N.J.S.A. 12A:2-606(1)*fn5 provides that acceptance of goods occurs when a buyer
(a) after a reasonable opportunity to inspect the goods signifies to the seller that the goods are conforming or that he will take or retain them in spite of their non-conformity; or
(b) fails to make an effective rejection (subsection (1) of 12A:2-602), but such acceptance does not occur until the buyer has had a reasonable opportunity to inspect them; or
(c) does any act inconsistent with the seller's ownership; but if such act is wrongful as against the seller it is an acceptance only if ratified by him.
We agree with the trial court's finding that plaintiffs never accepted the goods pursuant to N.J.S.A. 12A:2-606(1) because Jannone did not have an opportunity to inspect the goods until he returned from vacation, as GPS had been informed.

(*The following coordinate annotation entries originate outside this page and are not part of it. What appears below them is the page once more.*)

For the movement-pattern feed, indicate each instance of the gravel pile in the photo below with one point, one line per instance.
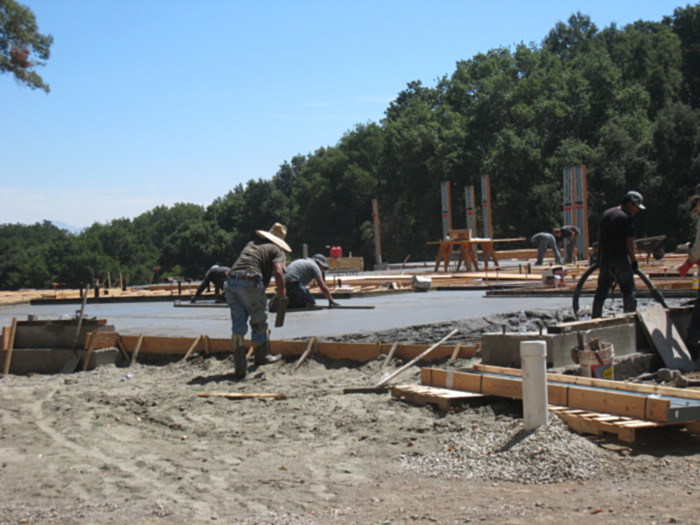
(504, 451)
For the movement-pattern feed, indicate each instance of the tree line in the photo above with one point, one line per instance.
(623, 101)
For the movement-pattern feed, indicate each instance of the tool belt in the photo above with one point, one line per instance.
(243, 276)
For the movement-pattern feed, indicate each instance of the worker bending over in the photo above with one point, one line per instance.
(299, 274)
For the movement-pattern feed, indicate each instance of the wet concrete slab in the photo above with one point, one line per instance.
(390, 311)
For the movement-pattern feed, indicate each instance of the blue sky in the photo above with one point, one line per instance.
(155, 102)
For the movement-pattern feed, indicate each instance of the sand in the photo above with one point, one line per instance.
(101, 447)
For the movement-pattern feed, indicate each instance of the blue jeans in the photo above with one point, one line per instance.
(623, 274)
(247, 299)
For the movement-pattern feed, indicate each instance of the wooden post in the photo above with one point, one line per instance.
(307, 352)
(415, 359)
(10, 346)
(136, 350)
(194, 345)
(391, 353)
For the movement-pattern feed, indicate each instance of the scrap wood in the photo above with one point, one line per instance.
(422, 395)
(598, 424)
(310, 348)
(194, 345)
(242, 395)
(603, 383)
(635, 405)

"Before acceptance, the buyer may reject goods for any nonconformity." Ramirez v. Autosport, 88 N.J. 277, 285 (1982) (citing N.J.S.A. 12A:2-601). N.J.S.A. 12A:2-106 defines conforming goods as those that "are in accordance with the obligations under the contract." Ibid. N.J.S.A. 12A:2-601 allows a buyer to reject goods if the goods "or the tender of delivery fail[s] in any respect to conform to the contract." Ibid. Plaintiffs therefore need not show a defect of any particular size under the code for their rejection to have been proper pursuant to N.J.S.A. 12A:2-106 and N.J.S.A. 12A:2-601. The defective parts, however, did comprise a significant and essential part of plaintiffs' order. Because the delivery was late, GPS had no right to cure the defect. N.J.S.A. 12A:2-508. Nonetheless, Jannone made an unsuccessful attempt to resolve the dispute by allowing GPS to cure the defect. The court correctly found that plaintiffs rightfully rejected the goods and thus were authorized to cancel the contract. N.J.S.A. 12A:2-711.
The court found that the actual ascertainable damages were the charges to Martin's credit card of $26,274.33 for GPS products and the additional cost of $774.33 charged by the subsequent vendor to fill the order. The court directed GPS to pick up its defective order at its expense.